“The bankruptcy reform bills now before Congress and already backed by the banking industry, are bad for consumers. One of the bills has already passed the House of Representatives, even though it is not supported by bankruptcy judges, law professors bankruptcy lawyers.
The bankruptcy bills now before Congress give certain credit card debt priority equal to unpaid taxes and overdue child support, and make the IRS the national standard for living expenses rather than actual living expenses controlling in bankruptcy repayment plans. These national standards have no relationship to the cost of living in South Jersey and the Philadelphia area. Further these bills require the filing of a debtor’s tax return for the court, where they are available to anyone.
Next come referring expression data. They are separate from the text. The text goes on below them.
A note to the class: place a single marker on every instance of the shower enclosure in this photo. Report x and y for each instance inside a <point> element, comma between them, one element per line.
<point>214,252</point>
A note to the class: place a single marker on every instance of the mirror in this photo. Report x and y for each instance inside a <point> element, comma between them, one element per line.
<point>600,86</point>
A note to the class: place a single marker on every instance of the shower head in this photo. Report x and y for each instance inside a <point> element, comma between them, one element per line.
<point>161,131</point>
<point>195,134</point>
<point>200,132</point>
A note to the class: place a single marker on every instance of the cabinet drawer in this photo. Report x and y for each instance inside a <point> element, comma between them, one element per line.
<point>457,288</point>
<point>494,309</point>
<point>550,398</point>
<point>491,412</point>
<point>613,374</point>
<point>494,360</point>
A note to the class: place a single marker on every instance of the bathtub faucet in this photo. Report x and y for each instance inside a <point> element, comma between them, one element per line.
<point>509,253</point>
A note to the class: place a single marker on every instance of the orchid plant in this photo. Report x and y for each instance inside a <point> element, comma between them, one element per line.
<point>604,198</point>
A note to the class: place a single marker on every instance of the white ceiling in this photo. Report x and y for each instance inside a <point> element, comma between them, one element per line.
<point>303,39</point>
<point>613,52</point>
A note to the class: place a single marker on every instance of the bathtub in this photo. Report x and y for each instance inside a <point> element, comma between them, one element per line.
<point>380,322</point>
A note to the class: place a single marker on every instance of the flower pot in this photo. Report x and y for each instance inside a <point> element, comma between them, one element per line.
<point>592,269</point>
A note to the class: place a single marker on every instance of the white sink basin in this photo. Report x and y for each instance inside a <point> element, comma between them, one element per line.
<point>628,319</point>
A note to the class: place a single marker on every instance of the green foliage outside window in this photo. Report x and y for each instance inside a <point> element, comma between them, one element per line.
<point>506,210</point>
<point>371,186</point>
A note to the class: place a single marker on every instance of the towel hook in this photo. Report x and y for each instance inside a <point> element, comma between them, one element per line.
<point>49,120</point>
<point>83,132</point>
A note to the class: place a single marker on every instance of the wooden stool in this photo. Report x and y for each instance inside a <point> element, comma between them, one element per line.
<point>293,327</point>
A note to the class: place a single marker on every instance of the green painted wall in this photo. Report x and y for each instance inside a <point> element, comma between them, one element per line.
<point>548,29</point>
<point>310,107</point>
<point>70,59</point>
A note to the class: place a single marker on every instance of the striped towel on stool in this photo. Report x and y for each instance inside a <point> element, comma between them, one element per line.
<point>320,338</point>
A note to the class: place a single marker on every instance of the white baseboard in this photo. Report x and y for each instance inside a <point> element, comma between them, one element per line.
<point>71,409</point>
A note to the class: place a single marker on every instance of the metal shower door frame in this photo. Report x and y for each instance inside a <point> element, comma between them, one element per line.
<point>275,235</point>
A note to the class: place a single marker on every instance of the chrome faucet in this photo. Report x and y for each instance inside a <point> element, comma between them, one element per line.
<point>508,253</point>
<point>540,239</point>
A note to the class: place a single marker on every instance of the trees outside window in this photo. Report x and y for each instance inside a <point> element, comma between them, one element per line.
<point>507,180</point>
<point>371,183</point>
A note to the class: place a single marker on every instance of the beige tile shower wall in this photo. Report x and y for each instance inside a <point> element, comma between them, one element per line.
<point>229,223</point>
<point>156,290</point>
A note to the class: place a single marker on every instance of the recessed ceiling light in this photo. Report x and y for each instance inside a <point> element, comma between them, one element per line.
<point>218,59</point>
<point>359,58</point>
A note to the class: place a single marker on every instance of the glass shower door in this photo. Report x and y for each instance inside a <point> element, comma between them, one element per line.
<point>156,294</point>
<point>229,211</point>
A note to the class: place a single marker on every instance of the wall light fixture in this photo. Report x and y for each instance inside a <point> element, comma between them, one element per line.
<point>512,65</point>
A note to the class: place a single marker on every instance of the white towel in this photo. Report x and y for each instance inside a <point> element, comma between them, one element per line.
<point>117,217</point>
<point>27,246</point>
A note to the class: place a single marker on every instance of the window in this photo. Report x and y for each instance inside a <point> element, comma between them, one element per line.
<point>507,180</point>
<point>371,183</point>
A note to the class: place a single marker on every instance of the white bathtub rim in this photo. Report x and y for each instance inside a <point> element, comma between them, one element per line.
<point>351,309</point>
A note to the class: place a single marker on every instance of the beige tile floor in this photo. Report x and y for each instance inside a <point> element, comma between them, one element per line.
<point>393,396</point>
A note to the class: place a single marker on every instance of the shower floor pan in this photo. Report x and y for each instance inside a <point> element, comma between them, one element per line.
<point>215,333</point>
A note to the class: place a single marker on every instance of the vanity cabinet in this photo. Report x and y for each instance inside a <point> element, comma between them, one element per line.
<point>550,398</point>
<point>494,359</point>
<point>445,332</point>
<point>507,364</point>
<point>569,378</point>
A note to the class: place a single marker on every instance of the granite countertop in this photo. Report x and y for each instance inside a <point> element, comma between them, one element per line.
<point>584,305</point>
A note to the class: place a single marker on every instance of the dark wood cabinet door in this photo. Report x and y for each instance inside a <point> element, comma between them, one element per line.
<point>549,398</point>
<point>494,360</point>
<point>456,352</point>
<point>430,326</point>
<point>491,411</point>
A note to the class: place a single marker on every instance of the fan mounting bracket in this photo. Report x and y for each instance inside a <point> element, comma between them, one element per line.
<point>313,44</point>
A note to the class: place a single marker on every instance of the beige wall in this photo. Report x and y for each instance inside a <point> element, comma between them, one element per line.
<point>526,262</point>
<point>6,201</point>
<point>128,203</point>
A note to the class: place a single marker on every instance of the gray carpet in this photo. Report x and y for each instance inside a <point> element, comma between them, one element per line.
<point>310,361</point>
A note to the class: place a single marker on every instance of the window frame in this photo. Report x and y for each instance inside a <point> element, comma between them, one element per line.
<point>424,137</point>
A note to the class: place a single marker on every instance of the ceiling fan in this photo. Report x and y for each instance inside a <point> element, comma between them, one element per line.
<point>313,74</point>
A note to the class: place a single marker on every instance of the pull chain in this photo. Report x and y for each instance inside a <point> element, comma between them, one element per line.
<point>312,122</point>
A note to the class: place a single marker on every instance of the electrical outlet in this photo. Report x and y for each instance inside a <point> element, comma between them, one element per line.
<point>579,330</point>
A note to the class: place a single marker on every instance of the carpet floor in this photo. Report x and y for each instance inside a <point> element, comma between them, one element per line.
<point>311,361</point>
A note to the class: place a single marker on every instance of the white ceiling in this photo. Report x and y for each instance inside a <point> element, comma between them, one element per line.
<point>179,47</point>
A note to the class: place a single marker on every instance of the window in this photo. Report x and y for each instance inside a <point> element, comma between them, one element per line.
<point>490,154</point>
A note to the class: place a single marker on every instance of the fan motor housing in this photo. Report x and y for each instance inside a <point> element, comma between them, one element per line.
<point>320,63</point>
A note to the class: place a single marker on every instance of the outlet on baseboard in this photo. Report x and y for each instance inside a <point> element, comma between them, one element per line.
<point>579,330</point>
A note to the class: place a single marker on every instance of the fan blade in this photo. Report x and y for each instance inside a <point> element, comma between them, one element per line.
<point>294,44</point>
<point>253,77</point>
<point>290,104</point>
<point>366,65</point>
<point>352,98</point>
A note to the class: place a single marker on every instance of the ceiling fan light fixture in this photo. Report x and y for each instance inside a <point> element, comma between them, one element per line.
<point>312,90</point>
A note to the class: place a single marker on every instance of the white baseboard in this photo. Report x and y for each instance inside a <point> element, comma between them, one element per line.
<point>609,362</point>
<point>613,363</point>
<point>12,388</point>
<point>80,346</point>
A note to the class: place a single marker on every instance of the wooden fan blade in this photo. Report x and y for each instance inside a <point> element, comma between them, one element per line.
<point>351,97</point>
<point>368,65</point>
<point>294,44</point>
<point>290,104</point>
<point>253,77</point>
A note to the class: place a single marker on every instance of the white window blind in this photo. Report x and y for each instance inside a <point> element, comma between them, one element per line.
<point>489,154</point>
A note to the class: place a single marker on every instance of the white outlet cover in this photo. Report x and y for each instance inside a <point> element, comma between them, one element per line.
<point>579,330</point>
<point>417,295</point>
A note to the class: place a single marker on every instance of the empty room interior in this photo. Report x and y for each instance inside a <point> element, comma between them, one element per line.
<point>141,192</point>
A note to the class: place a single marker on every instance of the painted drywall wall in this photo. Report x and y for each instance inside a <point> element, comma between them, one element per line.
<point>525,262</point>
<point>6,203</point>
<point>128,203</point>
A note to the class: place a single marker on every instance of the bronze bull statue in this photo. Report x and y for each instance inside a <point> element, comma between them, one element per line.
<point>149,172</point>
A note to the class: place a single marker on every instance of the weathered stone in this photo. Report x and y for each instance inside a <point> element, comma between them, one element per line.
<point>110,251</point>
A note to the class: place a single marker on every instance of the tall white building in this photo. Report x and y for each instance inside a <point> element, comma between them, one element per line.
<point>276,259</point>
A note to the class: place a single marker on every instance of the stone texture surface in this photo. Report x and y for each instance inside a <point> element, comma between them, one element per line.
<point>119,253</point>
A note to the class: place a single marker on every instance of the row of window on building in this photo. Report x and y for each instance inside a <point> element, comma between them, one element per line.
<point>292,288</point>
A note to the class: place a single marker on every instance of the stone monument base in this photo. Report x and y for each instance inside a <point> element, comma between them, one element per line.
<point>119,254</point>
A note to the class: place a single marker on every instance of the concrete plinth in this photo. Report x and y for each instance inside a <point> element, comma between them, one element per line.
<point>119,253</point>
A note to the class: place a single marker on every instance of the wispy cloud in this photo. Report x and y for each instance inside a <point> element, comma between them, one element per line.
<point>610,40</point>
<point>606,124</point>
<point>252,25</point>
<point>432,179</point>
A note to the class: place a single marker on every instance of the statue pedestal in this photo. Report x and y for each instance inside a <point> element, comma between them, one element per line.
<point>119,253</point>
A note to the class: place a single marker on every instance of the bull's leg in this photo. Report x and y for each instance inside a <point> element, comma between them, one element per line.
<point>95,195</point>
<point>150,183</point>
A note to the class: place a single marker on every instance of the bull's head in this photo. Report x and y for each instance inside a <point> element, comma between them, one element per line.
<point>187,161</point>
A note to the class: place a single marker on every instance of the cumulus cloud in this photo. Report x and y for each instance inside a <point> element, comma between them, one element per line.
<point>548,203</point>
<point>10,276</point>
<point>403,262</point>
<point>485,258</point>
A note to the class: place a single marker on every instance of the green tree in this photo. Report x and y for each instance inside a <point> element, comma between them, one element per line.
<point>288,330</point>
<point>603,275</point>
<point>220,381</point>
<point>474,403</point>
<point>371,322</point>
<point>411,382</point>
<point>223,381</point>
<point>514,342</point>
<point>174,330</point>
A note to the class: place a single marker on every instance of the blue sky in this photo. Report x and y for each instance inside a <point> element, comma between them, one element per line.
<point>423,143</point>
As a lawyer who concentrates in bankruptcy, I am concerned that the debt relief procedure under this bill will become more litigious and therefore more costly to those who can least afford it. It will skew the system even more in favor of the institutional creditors with unlimited funds for legal fees. The banking industry has reportedly spent $40 million promoting this “reform.”
The over-extension of consumer credit was not caused by the Bankruptcy Code, and making bankruptcy less available will not create more money in the budgets of those who are buried in debt. The credit industry has aggressively extended credit to more and more marginal borrowers, Why should the bankruptcy courts become a collector for the credit industry without reform on its part?